Robert Stein, product manager for appliances at Rangemaster, discusses the most popular range cooker fuel type, the impact on energy usage and helping consumers choose the right one for them.
The rate of inflation is forecast to keep rising this year and the energy price cap is set to increase again in October – simply put, the cost of living and energy is reaching an all-time high. After heating, kitchen appliances use the most energy in a home and, unsurprisingly, consumers are looking for ways to reduce energy usage and keep costs down.
The good news is that range cookers are energy-efficient appliances. A recent survey by Which? looked at the most expensive large appliances to run – range cookers were safely nowhere to be seen. Having larger capacity, multiple ovens make it possible to cook or bake as much as possible in one go, therefore using less energy, so consumers needn’t sacrifice their dream cooking appliance over fears of energy usage. When considering the cost of running appliances, an electric oven will use fewer units of energy than its gas counterpart. For instance, the gas ovens in the Classic 110cm range cooker use 1.61 kWh each, while the electric ovens for the ceramic, dual fuel and induction models use 0.83 kWh.

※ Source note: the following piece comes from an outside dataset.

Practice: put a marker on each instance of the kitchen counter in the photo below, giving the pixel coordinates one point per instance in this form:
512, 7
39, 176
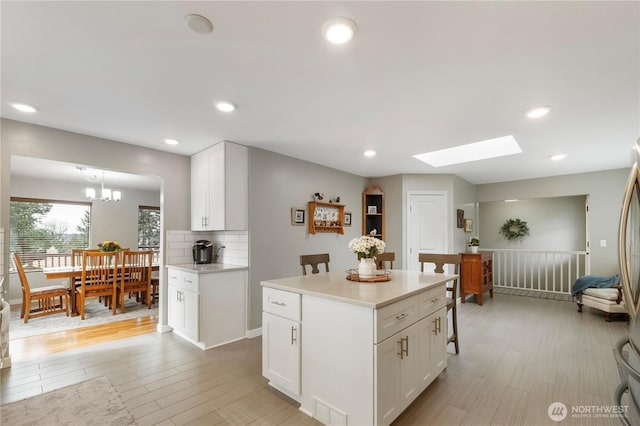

The three range cooker fuel types – electric (ceramic or induction), dual fuel and all gas – each have their own unique benefits and are loved by consumers for different reasons. Induction ranges are favoured by consumers who like an easy-to-clean cooker and hob surface, plus they provide even heat distribution, from hob zones to grills and oven cavities. Sales of electric range cookers with induction hobs have increased significantly year-on-year, while ceramic has decreased considerably. After all, induction offers speedier cooking times and is considered a safer option than gas in multi-generational households. They are also incredibly responsive, controllable and efficient – heat is only generated when a pan is placed within a zone and it is transferred directly to the pan. Plus, many of today’s models are equipped with functions, such as dedicated settings and automatic switch-off, and specialist features, including griddles, to make cooking easier.
Range cookers with gas hobs are a traditional choice loved by amateur and professional cooks alike, due to the quick response and precision of the flame/heat when adjusting the control knobs. Unsurprisingly, dual fuel represents more than half of range cooker sales in the sector but in spite of that, growth over the last two years has slowed and induction is increasingly gaining traction.
There is no doubt that induction range cookers will continue to be included at the top of consumer wish lists, but fuel type is a personal preference largely influenced by previous experiences. When retailers help consumers choose a new range cooker, we recommend explaining that the difference in energy usage is minimal, while focusing on the features and cooking functions that matter most to the customer. That way, you can be sure to provide the best product for everyone’s needs.